Review
Copyright ©The Author(s) 2015. Published by Baishideng Publishing Group Inc. All rights reserved.
World J Gastrointest Endosc. Jul 10, 2015; 7(8): 777-789
Published online Jul 10, 2015. doi: 10.4253/wjge.v7.i8.777
Current applications of endoscopic suturing
Stavros N Stavropoulos, Rani Modayil, David Friedel
Stavros N Stavropoulos, Rani Modayil, David Friedel, Department of Gastroenterology, Hepatology and Nutrition, Winthrop University Hospital, Mineola, NY 11501, United States
Author contributions: Stavropoulos SN contributed to informational source and manuscript preparation; Modayil R made the preparation and editor of illustrations; Friedel D made the preparation.
Conflict-of-interest statement: No potential conflicts of interest relevant to this article were reported.
Open-Access: This article is an open-access article which was selected by an in-house editor and fully peer-reviewed by external reviewers. It is distributed in accordance with the Creative Commons Attribution Non Commercial (CC BY-NC 4.0) license, which permits others to distribute, remix, adapt, build upon this work non-commercially, and license their derivative works on different terms, provided the original work is properly cited and the use is non-commercial. See: http://creativecommons.org/licenses/by-nc/4.0/
Correspondence to: Stavros N Stavropoulos, MD, Director, Department of Gastroenterology, Hepatology and Nutrition, Winthrop University Hospital, 222 Station Plaza North Suite 429 Mineola, Mineola, NY 11501, United States. sstavropoulos@winthrop.org
Telephone: +1-516-6634623 Fax: +1-516-6634617
Received: September 4, 2014
Peer-review started: September 4, 2014
First decision: January 20, 2015
Revised: February 13, 2015
Accepted: April 27, 2015
Article in press: April 29, 2015
Published online: July 10, 2015
Abstract

Endoscopic suturing had previously been considered an experimental procedure only performed in a few centers and often by surgeons. Now, however, endoscopic suturing has evolved sufficiently to be easily implemented during procedures and is more commonly used by gastroenterologists. We have employed the Apollo OverStitch suturing device in a variety of ways including closure of perforations, closure of full thickness defects in the gastrointestinal wall created during endoscopic full thickness resection, closure of mucosotomies during peroral endoscopic myotomy, stent fixation, fistula closure, post endoscopic submucosal dissection, endoscopic mucosal resection and Natural Orifice Transluminal Endoscopic Surgery defect closures, post-bariatric surgery gastrojejunal anastomosis revision and primary sleeve gastroplasty.

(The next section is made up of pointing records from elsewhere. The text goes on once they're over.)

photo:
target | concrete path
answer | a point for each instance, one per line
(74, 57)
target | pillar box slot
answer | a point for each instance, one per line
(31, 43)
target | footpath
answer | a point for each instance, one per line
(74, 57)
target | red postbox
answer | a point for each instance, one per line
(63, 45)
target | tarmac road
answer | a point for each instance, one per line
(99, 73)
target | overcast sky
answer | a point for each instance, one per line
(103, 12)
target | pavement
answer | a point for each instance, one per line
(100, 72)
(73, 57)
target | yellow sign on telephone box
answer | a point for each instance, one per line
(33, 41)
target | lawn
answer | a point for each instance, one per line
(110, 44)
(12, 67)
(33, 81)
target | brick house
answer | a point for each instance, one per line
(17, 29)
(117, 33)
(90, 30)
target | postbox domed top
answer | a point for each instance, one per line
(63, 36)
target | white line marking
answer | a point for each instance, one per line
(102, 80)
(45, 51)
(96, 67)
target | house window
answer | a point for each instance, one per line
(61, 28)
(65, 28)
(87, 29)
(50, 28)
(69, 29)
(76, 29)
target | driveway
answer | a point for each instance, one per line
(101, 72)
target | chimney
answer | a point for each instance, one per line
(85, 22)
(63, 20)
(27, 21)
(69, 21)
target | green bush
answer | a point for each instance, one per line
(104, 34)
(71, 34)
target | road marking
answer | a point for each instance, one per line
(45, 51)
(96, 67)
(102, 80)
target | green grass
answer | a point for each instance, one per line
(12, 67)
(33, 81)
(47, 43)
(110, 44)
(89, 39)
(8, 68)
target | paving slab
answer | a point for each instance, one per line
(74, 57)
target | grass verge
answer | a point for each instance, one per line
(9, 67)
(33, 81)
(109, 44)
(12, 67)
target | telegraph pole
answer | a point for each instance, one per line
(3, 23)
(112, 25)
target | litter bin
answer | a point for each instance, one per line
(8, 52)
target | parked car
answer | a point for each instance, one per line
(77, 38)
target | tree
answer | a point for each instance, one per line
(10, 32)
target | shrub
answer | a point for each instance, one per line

Keywords: Endoscopic suturing, Peroral endoscopic myotomy, Endoscopic full thickness resection, Natural Orifice Transluminal Endoscopic surgery, Endoscopic bariatric surgery, Endoscopic sleeve, Transoral outlet reduction

Core tip: The recent development of an endoscopic suturing platform, the only such device that is currently available in the United States, has led to a rapid expansion of endoscopic suturing applications ranging from simple procedures such as stent fixation to more complex ones such as closure of large full thickness defects and primary and revisional bariatric endoscopic surgery.